Most honours are awarded on the advice of the Cabinet Office, and anybody can make a recommendation if they know someone they believe to be worthy.
Honours recipients are announced twice a year, once in the New Year’s Honours List, and once on The Queen’s official birthday.
History of the Honours System
Throughout history, monarchs have rewarded those who have shown service, loyalty or gallantry with gifts or titles.
After medieval times, physical gifts such as land or money were replaced by the awarding of knighthoods and of membership within Orders of chivalry, accompanied by insignia such as gold or silver chains.
As the UK Government evolved and Parliament’s legislative role grew in the eighteenth and nineteenth centuries, the Cabinet took over the role of selecting honours recipients.

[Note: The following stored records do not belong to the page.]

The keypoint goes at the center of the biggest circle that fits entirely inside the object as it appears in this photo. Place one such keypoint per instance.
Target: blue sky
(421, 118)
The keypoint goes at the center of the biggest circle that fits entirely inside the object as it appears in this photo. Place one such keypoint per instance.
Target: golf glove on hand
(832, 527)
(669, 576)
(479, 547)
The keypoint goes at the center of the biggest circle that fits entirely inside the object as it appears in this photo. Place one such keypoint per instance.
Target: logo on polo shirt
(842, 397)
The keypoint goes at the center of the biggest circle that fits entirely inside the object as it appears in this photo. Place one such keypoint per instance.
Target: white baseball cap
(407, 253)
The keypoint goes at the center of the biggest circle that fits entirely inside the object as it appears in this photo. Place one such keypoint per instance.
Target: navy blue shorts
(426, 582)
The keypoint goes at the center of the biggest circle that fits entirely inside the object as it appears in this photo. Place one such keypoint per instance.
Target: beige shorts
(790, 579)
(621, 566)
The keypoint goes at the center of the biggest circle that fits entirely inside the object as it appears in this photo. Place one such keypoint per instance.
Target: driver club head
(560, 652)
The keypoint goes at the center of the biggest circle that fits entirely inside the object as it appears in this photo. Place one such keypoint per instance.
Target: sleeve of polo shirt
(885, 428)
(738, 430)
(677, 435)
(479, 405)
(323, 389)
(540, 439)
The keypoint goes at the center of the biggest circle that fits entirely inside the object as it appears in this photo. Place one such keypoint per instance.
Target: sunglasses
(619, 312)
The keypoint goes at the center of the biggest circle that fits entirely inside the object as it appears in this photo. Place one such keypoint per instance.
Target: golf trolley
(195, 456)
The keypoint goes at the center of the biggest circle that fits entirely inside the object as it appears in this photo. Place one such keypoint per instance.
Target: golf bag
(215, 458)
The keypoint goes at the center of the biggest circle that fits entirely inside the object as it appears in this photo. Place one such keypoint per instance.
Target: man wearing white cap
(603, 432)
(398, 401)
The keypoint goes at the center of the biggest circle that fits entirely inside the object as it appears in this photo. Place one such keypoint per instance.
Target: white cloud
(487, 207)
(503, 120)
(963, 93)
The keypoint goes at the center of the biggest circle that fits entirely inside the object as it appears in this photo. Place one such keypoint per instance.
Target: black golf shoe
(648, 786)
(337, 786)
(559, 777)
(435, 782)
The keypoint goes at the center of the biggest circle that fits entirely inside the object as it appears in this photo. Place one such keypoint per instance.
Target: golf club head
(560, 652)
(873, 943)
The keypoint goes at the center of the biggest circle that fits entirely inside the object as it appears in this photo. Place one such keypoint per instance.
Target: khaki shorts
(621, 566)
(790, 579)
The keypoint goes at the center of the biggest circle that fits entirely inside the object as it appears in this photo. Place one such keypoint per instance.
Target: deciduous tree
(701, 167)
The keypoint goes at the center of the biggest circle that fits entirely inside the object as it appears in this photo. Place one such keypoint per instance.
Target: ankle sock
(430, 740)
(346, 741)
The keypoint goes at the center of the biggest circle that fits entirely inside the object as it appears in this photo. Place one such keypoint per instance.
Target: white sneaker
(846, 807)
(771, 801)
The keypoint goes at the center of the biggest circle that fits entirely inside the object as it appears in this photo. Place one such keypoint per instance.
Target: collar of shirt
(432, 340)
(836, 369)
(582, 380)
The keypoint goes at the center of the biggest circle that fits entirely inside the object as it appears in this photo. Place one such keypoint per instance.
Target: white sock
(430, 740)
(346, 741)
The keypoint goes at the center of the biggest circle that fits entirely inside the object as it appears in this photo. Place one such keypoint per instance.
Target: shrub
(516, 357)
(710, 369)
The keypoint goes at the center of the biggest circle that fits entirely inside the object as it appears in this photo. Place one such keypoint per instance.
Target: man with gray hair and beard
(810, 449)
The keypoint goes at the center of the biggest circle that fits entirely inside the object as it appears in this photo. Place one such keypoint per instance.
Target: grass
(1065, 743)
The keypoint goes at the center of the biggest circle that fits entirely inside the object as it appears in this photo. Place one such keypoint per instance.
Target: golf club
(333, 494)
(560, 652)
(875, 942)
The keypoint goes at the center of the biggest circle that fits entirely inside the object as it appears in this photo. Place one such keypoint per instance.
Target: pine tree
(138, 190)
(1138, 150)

Until the beginning of the nineteenth century, only members of the aristocracy and high-ranking military figures could be appointed to an Order of chivalry, but from then onwards appointments were drawn from a wider variety of backgrounds. In 1917 the Queen’s grandfather, George V, developed a new order of chivalry, called the Order of the British Empire, as a way of rewarding both men and women who had made an outstanding contribution to the WWI war effort. Nowadays the Order of the British Empire rewards service in a wide range of areas, from acting to charity work, with honours that include the well-known MBE and OBE.